Podcast: Luís Fábio Silveira
Um detalhe importante que contribuiu para o êxito da empreitada acabou se tornando, paradoxalmente, um problema a ser contornado antes de a espécie rediviva estar pronta para ser reintroduzida na natureza, algo previsto para ocorrer no segundo semestre deste ano. Aves híbridas, fruto de cruzamentos não totalmente controlados do mutum-de-alagoas com o mutum-cavalo (Pauxi tuberosa), espécie-irmã que ocorre na Amazônia, encontravam-se misturadas aos exemplares puros de P. mitu no cativeiro. O imbróglio começou em 1990, fruto das melhores intenções de Pedro Nardelli, o criador que trouxe das matas alagoanas os três últimos mutuns encontrados na natureza, iniciativa que salvou a espécie da extinção total. Nessa época, Nardelli tinha em seu criadouro cinco machos sem parceiras para reprodução entre a população de 19 mutuns-de-alagoas mantidos em Nilópolis, nos arredores da capital fluminense. Para que todos os machos tivessem a chance de acasalar, o criador resolveu introduzir no recinto fêmeas de mutum-cavalo. “Cruzei as duas espécies para garantir a continuação da linhagem do mutum-de-alagoas”, justifica-se Nardelli, hoje com 80 anos.
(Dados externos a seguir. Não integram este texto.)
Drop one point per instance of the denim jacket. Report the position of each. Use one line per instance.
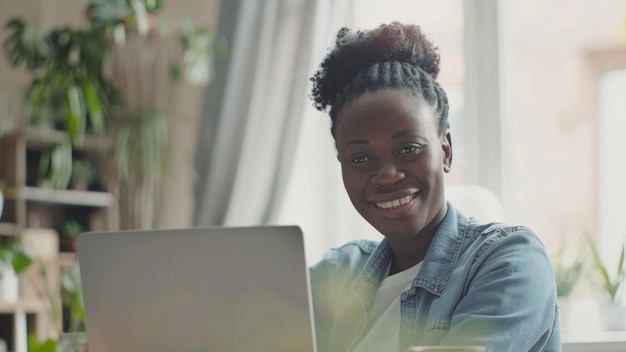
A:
(488, 285)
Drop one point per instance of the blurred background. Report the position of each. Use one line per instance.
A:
(196, 113)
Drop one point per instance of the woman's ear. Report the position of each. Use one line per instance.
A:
(446, 146)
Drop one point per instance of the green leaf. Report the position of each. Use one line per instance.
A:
(21, 260)
(96, 115)
(75, 120)
(36, 345)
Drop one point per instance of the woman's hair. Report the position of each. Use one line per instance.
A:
(392, 56)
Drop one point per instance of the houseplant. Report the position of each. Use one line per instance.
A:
(609, 282)
(83, 174)
(567, 270)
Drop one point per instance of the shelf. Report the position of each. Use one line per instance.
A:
(7, 229)
(39, 137)
(26, 305)
(67, 259)
(67, 197)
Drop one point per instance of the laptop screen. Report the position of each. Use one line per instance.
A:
(202, 289)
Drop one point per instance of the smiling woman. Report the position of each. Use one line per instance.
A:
(437, 277)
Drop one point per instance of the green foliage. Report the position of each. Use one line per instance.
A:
(567, 269)
(55, 165)
(14, 253)
(72, 297)
(610, 284)
(83, 170)
(72, 228)
(68, 87)
(36, 345)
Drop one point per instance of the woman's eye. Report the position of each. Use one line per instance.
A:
(360, 159)
(410, 149)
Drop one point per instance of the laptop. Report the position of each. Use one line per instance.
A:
(201, 289)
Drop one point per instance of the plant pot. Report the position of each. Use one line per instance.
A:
(9, 284)
(612, 316)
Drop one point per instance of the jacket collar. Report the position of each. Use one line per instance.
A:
(443, 254)
(440, 260)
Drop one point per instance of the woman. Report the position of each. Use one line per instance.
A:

Com o tempo, a população de aves reproduzidas sob a guarda humana passou a abrigar dois tipos de mutuns-de-alagoas: os puros, oriundos de cruzamentos entre machos e fêmeas de P. mitu, e diferentes híbridos, que carregavam material genético das duas espécies em proporções distintas. O registro exato de quem era puro e quem era híbrido acabou se perdendo em 1999, quando Nardelli se viu obrigado a fechar seu criadouro. As 44 aves existentes, então, foram enviadas para dois criadores em Minas Gerais. “Como alguns híbridos têm traços físicos muito parecidos com os puros, não é possível diferenciá-los apenas pela morfologia”, explica Luís Fábio Silveira, curador da seção de ornitologia do Museu de Zoologia da Universidade de São Paulo (MZ-USP). “Tivemos de desenvolver uma abordagem genética para distinguir os dois grupos.”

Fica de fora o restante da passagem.